Data on radiation tolerance are necessary to increase TRL for nuclear application and fast track pathway to qualification.
The objective of WP4 is to assess the radiation stability and radiation resistance at high temperature of all material solutions by a combination of ion-irradiation programmes, an irradiation campaign in the BR2 reactor, PIE using the SSTT, microstructure characterization and modelling activities.
The ultimate goal of this work package is to show and evaluate pathways for the qualification of new innovative materials concepts for Gen IV and fusion reactors. Therefore, the demands of the different reactor concepts will be identified and mapped in order to develop optimized testing programmes and formalize them in a qualification road map(s), including fabrication processes). Special attention will be paid to the usability of subsized and miniaturized sample testing techniques for screening and (if applicable) qualification and design data. Their potential towards the acceleration of the (innovative) materials qualification will be evaluated as well. While WP5 does not include an extensive testing program specialized, specialized (neutron scattering) and well targeted (small punch tests) tests will be conducted in order to support and verify the given statements and recommendations.
The ultimate objective of this WP is to enhance the potential of exploitation of the results of the project, by seeking for and strengthening the synergy in terms of innovative materials between fission, fusion and nonnuclear applications. This will be achieved by creating Advisory Groups that should act as advisory body for the project, as well as by defining in detail the exploitation paths of the various materials tracks addressed within the project. Moreover, these objectives will be achieved by organizing dedicated expert workshops or webinars in order to create awareness in the nuclear community of materials science and technology developments in nonnuclear fields relevant to it, and vice-versa.
WP7 aims at ensuring adequate strategies to promote the impact of the INNUMAT project and disseminate findings and information generated.

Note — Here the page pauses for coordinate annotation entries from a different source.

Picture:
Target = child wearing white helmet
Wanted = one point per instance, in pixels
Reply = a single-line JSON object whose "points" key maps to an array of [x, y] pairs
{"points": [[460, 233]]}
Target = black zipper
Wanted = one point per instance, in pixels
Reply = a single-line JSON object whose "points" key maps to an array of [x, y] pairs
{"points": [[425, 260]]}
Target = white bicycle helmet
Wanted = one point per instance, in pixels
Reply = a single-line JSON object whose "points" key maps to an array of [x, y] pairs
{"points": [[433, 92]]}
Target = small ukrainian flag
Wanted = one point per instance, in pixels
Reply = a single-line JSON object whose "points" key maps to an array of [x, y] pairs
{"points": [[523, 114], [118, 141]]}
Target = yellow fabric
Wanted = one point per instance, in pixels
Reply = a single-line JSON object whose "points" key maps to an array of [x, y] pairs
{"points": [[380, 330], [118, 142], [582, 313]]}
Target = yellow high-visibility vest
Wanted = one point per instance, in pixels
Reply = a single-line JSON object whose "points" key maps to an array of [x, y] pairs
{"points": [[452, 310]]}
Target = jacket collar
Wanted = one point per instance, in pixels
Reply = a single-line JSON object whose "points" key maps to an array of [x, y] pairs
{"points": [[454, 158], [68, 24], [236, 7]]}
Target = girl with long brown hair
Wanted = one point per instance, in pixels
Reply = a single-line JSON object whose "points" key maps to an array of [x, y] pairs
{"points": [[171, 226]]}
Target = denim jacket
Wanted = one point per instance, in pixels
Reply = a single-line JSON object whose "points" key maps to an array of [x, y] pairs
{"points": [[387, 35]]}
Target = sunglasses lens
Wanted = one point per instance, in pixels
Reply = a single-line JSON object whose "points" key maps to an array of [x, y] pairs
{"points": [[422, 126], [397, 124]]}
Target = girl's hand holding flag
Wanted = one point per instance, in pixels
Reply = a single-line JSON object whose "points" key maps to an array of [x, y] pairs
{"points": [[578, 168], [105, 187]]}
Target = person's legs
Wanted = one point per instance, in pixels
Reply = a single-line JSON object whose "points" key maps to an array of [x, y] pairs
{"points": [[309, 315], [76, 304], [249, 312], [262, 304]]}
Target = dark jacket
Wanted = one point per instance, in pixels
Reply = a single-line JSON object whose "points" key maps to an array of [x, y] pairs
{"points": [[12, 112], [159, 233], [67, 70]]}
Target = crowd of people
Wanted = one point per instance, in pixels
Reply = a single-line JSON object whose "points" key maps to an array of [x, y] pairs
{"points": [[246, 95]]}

In particular, the objectives are:
- develop and implement a communication and dissemination strategy targeting selected audiences
- highlight the European dimension of the project and the tangible benefits of developing innovative structural materials with potential applicability outside the nuclear field
- support the knowledge transfer to stakeholders and foster education and training
- promoting open science practices and effective and transparent data managememt
- Ensure the correct and timely execution of the INNUMAT work plan including possible changes that may occur during the project.
- Guarantee efficient and transparent communication within the consortium and with the EC.
- Assure the overall coordination of all activities among the project partners.
- Enable timely reporting to the European Commission.
- Coordinate the administrative and financial management of the project.